Deftly interweaving Eli’s story with those of his son, Peter, and his great-granddaughter, JA, The Son deftly explores the legacy of Eli’s ruthlessness, his drive to power, and his life-long status as an outsider, even as the McCullough family rises to become one of the richest in Texas, a ranching-and-oil dynasty of unsurpassed wealth and privilege.
Harrowing, panoramic, and deeply evocative, The Son is a fully realized masterwork in the greatest tradition of the American canon-an unforgettable novel that combines the narrative prowess of Larry McMurtry with the knife edge sharpness of Cormac McCarthy.

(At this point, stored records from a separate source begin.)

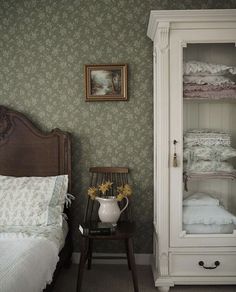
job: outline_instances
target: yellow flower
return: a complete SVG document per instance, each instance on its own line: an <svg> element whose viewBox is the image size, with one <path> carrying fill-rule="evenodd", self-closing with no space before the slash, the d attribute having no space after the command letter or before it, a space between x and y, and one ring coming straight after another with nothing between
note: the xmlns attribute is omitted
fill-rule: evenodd
<svg viewBox="0 0 236 292"><path fill-rule="evenodd" d="M107 185L107 188L110 190L112 185L113 185L113 182L108 180L108 181L105 182L105 184Z"/></svg>
<svg viewBox="0 0 236 292"><path fill-rule="evenodd" d="M110 190L112 184L113 184L112 182L110 182L110 181L106 181L106 182L100 184L100 185L98 186L98 189L99 189L99 191L101 191L102 194L104 195L105 192L107 192L108 190Z"/></svg>
<svg viewBox="0 0 236 292"><path fill-rule="evenodd" d="M117 201L122 201L124 199L124 196L122 194L118 194L116 199Z"/></svg>
<svg viewBox="0 0 236 292"><path fill-rule="evenodd" d="M95 197L97 196L97 188L95 188L95 187L90 187L89 189L88 189L88 195L90 196L90 198L92 199L92 200L94 200L95 199Z"/></svg>
<svg viewBox="0 0 236 292"><path fill-rule="evenodd" d="M131 186L125 184L124 186L120 186L117 188L118 193L122 194L124 197L128 197L132 195Z"/></svg>
<svg viewBox="0 0 236 292"><path fill-rule="evenodd" d="M123 186L117 187L117 192L118 193L123 193L123 190L124 190Z"/></svg>
<svg viewBox="0 0 236 292"><path fill-rule="evenodd" d="M112 188L113 182L111 181L105 181L98 185L98 187L90 187L88 189L88 195L92 200L96 198L96 196L99 196L101 193L104 195L107 191L109 191ZM101 193L100 193L101 192ZM121 185L117 187L117 195L116 199L117 201L121 201L124 199L124 197L128 197L132 195L132 189L129 184Z"/></svg>
<svg viewBox="0 0 236 292"><path fill-rule="evenodd" d="M123 195L127 196L127 197L132 195L132 188L130 185L128 185L128 184L124 185Z"/></svg>

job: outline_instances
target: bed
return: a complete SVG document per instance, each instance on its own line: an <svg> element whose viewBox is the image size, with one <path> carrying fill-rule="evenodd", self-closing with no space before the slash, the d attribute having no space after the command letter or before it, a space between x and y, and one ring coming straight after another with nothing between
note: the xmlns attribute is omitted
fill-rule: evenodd
<svg viewBox="0 0 236 292"><path fill-rule="evenodd" d="M31 181L32 177L35 184ZM40 180L42 180L47 186L47 191L44 193L50 193L49 187L53 186L55 181L63 181L61 185L67 189L66 192L71 193L71 138L69 133L54 129L45 134L23 114L0 106L1 187L7 182L9 189L13 188L11 179L17 186L20 181L22 185L28 183L40 187ZM40 187L38 187L39 193ZM19 191L17 194L20 196L21 192ZM60 194L64 198L62 191ZM30 203L33 201L30 197ZM1 205L4 204L3 202L2 198ZM17 202L16 198L14 198L14 202ZM62 200L60 204L62 204ZM64 209L64 201L63 206L58 208ZM12 206L9 207L9 210L12 210ZM52 217L49 216L49 213L53 214L52 210L54 210L52 206L47 207L47 216L46 213L41 214L42 222L46 220L45 218L51 220ZM33 222L30 223L30 226L26 226L27 224L11 226L11 220L16 220L11 218L12 214L7 217L7 219L10 218L9 221L3 221L6 218L3 216L2 223L0 214L1 292L39 292L42 290L48 292L52 290L61 267L70 264L72 241L68 210L64 209L67 223L60 216L61 222L56 225L53 224L53 220L48 224L49 221L40 225L42 223L40 220L33 221L35 213L32 213L28 214L28 217L26 216L28 219L24 217L26 221L22 219L24 223L27 223L30 218L30 222ZM4 225L3 222L10 223Z"/></svg>

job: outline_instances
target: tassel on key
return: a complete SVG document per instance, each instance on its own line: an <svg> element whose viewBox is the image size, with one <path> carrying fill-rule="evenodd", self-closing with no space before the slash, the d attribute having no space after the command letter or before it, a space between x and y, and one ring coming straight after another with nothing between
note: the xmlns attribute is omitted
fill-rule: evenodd
<svg viewBox="0 0 236 292"><path fill-rule="evenodd" d="M177 154L176 153L174 153L173 166L174 167L177 167L178 166L178 164L177 164Z"/></svg>

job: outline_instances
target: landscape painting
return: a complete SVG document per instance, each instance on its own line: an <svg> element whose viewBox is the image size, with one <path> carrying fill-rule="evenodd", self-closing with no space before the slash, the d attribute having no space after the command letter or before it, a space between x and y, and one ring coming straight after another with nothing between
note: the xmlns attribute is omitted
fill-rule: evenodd
<svg viewBox="0 0 236 292"><path fill-rule="evenodd" d="M87 101L127 100L127 65L85 65Z"/></svg>

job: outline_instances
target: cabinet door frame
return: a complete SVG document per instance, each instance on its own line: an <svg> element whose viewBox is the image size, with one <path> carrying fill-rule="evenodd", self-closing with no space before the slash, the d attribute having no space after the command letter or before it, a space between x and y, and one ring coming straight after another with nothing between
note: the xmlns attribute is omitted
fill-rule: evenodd
<svg viewBox="0 0 236 292"><path fill-rule="evenodd" d="M233 234L186 234L182 228L183 200L183 48L188 43L235 43L236 29L172 30L170 38L170 246L235 246ZM177 143L178 167L173 167Z"/></svg>

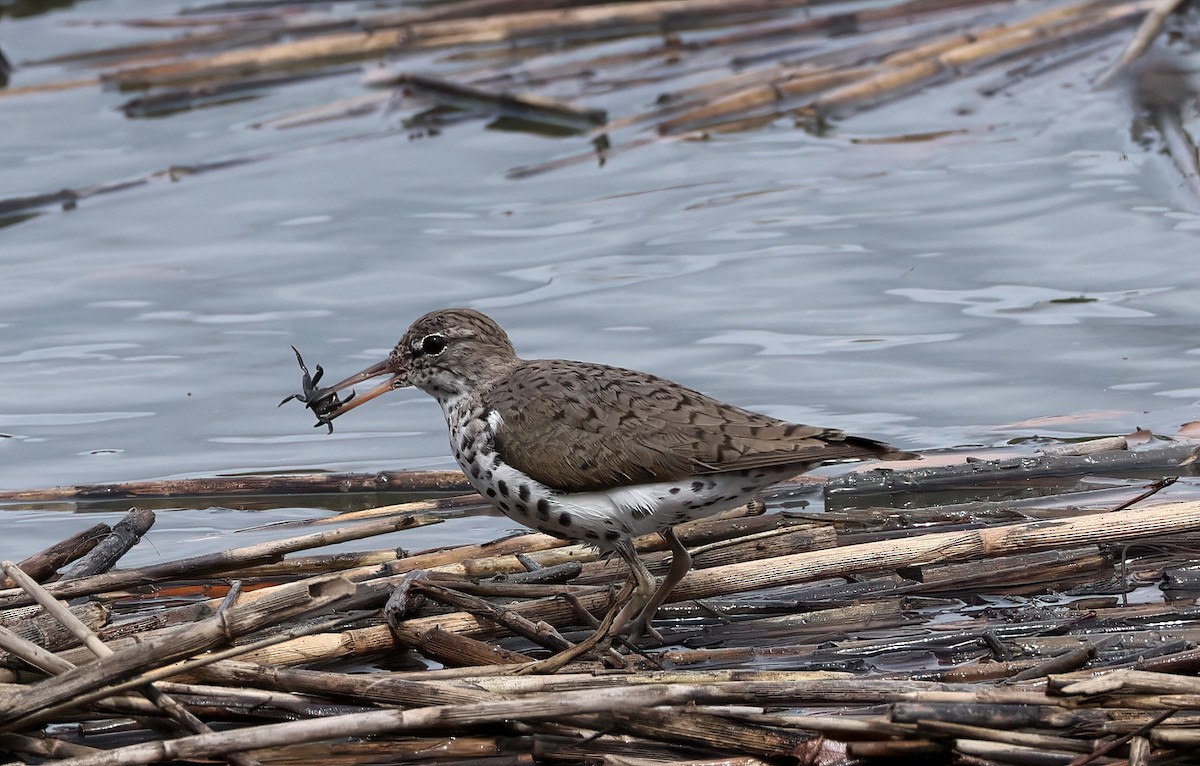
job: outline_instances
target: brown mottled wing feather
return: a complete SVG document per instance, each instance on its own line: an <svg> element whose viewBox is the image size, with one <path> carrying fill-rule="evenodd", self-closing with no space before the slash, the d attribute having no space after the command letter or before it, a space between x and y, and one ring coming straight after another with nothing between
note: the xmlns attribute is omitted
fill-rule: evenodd
<svg viewBox="0 0 1200 766"><path fill-rule="evenodd" d="M674 481L893 450L841 431L743 410L662 378L584 362L522 362L484 394L506 463L566 491ZM636 414L635 414L636 413Z"/></svg>

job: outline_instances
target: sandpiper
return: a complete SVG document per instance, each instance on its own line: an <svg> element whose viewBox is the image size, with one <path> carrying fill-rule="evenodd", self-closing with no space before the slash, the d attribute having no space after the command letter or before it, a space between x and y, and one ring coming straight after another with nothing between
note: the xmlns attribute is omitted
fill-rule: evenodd
<svg viewBox="0 0 1200 766"><path fill-rule="evenodd" d="M339 400L338 391L383 375L389 377L382 384ZM415 386L437 399L455 459L501 513L616 553L629 565L634 595L614 632L633 636L649 628L691 569L675 525L735 508L822 463L909 456L872 439L744 410L648 373L521 359L496 322L466 308L426 314L384 361L328 388L316 382L305 369L305 392L295 398L316 413L317 425L397 388ZM657 588L632 543L650 532L661 533L672 552Z"/></svg>

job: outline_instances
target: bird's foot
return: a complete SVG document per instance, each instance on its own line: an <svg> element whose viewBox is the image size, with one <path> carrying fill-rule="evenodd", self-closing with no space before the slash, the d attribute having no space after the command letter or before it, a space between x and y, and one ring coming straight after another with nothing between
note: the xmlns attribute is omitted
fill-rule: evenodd
<svg viewBox="0 0 1200 766"><path fill-rule="evenodd" d="M638 615L624 630L619 632L624 634L630 642L637 641L642 636L649 636L660 644L666 643L663 634L650 624L650 617L645 614Z"/></svg>
<svg viewBox="0 0 1200 766"><path fill-rule="evenodd" d="M560 594L560 598L565 598L571 603L584 616L584 621L590 623L595 628L592 634L574 646L570 646L544 660L519 667L515 672L518 675L554 673L572 660L588 652L595 652L597 656L608 662L612 667L626 667L628 663L624 657L612 648L611 642L617 634L617 631L614 630L617 618L622 608L633 598L633 588L628 585L623 588L621 593L617 595L616 601L609 607L608 612L605 613L604 618L599 622L592 617L591 613L583 608L583 604L574 595Z"/></svg>

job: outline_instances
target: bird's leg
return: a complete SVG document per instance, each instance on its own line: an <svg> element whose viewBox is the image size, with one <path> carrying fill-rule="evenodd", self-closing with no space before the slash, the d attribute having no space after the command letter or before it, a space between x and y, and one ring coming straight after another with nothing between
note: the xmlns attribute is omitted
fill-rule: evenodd
<svg viewBox="0 0 1200 766"><path fill-rule="evenodd" d="M654 619L655 612L667 600L667 596L671 594L671 590L679 584L692 569L692 557L687 552L687 548L683 547L683 543L675 535L675 530L667 528L662 532L662 536L666 538L667 545L671 548L671 567L667 570L667 576L663 578L662 585L654 591L654 595L642 607L641 613L634 618L629 626L630 637L639 636L642 633L654 635L657 639L662 640L661 635L657 635L658 631L650 625L650 621Z"/></svg>
<svg viewBox="0 0 1200 766"><path fill-rule="evenodd" d="M628 603L617 614L617 618L613 620L609 635L617 636L626 634L629 638L633 639L641 635L641 631L638 633L629 633L628 630L638 615L646 608L646 605L654 598L655 580L654 576L650 574L650 570L646 569L646 565L638 558L637 549L633 547L633 541L628 539L621 540L617 543L616 551L617 555L629 565L629 572L636 586L633 589L633 597L629 599ZM648 625L643 626L643 628L648 628L654 638L662 639L662 636L658 635L658 632Z"/></svg>

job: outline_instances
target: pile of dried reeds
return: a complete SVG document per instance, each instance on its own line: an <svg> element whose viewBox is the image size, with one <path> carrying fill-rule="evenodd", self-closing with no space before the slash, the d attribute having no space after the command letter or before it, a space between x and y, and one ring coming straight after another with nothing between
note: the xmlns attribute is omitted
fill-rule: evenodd
<svg viewBox="0 0 1200 766"><path fill-rule="evenodd" d="M653 141L780 119L823 130L831 116L985 72L992 73L978 86L985 96L1089 58L1097 61L1095 83L1108 83L1149 48L1181 3L896 0L847 7L831 0L461 0L402 11L381 5L348 15L336 4L297 13L288 3L233 2L126 20L121 23L172 36L22 62L25 68L68 65L98 74L0 90L0 96L104 84L148 91L122 105L129 117L161 117L244 104L289 83L386 62L366 78L373 91L251 122L282 130L361 120L386 107L383 129L375 119L359 134L332 140L424 135L470 119L587 139L565 156L512 169L519 178L603 162ZM1125 40L1126 52L1107 65L1114 44ZM642 94L647 87L654 92ZM639 95L631 101L627 93ZM1178 94L1177 103L1163 103L1161 95L1147 99L1153 103L1144 104L1145 122L1162 134L1200 195L1196 140L1180 119L1186 93ZM870 140L931 140L961 130L952 123L939 126L936 114L921 135ZM1130 123L1133 113L1118 119ZM0 216L69 208L97 195L287 153L222 153L212 162L173 165L139 178L0 200Z"/></svg>
<svg viewBox="0 0 1200 766"><path fill-rule="evenodd" d="M411 555L292 555L392 532L402 542L478 497L111 569L153 523L134 511L4 563L0 750L72 766L1195 753L1200 501L1150 504L1161 481L848 506L879 498L862 486L909 499L953 475L959 489L1052 475L1071 486L1098 469L1187 472L1196 454L1179 444L876 470L828 484L819 513L803 503L818 484L783 485L770 513L679 528L697 568L660 613L665 648L574 658L625 575L586 547L524 534ZM1194 496L1185 484L1167 492ZM661 572L662 541L638 544Z"/></svg>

Philipp Meyer grew up in a working class neighborhood in Baltimore, where he dropped out of high school and got a GED. After five years working as a bike mechanic and an orderly in a trauma center, he decided to attend college, getting into Cornell University at the age of 22. He graduated with a degree in English and he got a job on Wall Street as a derivatives trader. After paying off his student loans, he left Wall Street hoping to write full time, but after several years of failure moved back to Baltimore and took jobs as an EMT and construction worker. In 2005 he received a fellowship from the University of Texas’s Michener Center for Writers. In 2009 he published his first novel American Rust, which won a Los Angeles Times Book Prize, was an Economist Book of the Year, a New York Times Notable Book, a Washington Post Book of the Year, and made numerous other “best-of” list. Meyer is a Guggenheim Fellow and one of the second generation of the New Yorker’s 20 best writers under 40. His second novel, The Son, is being published in fifteen languages. He lives mostly in Austin, Texas.